Shirilau was ordained a priest for the Ecumenical Catholic Church in the chapel of the Claremont School of Theology on December 27, 1987, by an Independent Catholic bishop.

The first public service—at St. John Ecumenical Catholic Church—was held on September 4, 1988, at the home chapel of Mark Shirilau and Jeffery Shirilau in Santa Ana. Robert Oscar Simpson became the first person baptized in the Ecumenical Catholic Church on July 10, 1989, at his house in Los Angeles. Simpson died of AIDS a few days later.

Mark Shirilau was consecrated to the episcopacy by Bishop Donald Lawrence Jolly of the Independent Catholic Church International in San Bernardino, California, on May 19, 1991. At the service, Jeffery Shirilau—a non-ordained deacon of the Metropolitan Community Church—was ordained to the diaconate by Bishop Jolly. Bruce David LeBlanc—a community college professor and former Roman Catholic—became the first priest ordained by Bishop Shirilau. The ordination took place at an Episcopal parish church in Pocatello, Idaho, although, from 1993 to 1995, LeBlanc and other clergy resigned.

During the 1990s, the Ecumenical Catholic Church expanded into Africa, with a parish in Nairobi, Kenya, numbering an estimated 25 parishioners. By 2011, it expanded with missions and parish churches throughout Mexico, Latin America, and Italy.

Following the death of Bishop Shirilau from complications with pneumonia on January 12, 2014, while traveling in Sicily, Bishop David John Kalke of Mexico was elected as new primate archbishop for the Ecumenical Catholic Church. Some parishes rejected the new primate and moved to the similarly named Ecumenical Catholic Church of Christ under the jurisdiction of Archbishop Karl Rodig.

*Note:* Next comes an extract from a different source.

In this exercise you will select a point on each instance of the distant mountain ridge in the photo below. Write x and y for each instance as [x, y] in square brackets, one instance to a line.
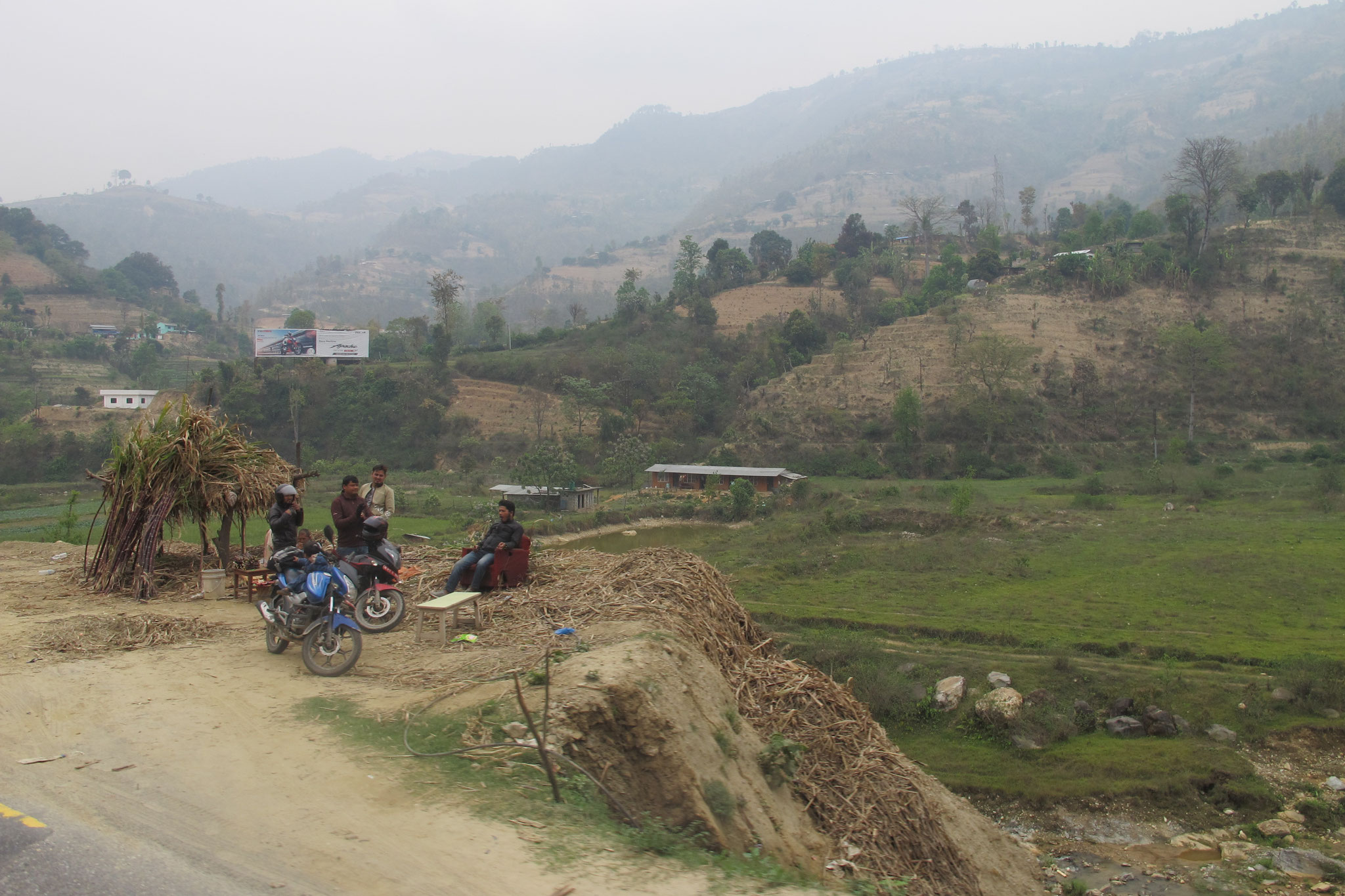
[284, 184]
[1072, 121]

As of 2024, the membership of the Ecumenical Catholic Church has been governed by five bishops in Mexico, Costa Rica, the United States, and Kenya.

== Doctrine ==
Ecumenical Catholic doctrine and worship is very similar to Roman Catholic doctrine; within the Ecumenical Catholic Church, however, the LGBTQ+ community is affirmed and allowed equal marriage and ordination. While affirming and ordaining lesbian, gay, bisexual and transgender clergy, the Ecumenical Catholic Church—claiming to uphold conventional Catholicity—rejects Gnosticism, New Age, Theosophy, and Protestant worship practices found among other Independent Catholic churches.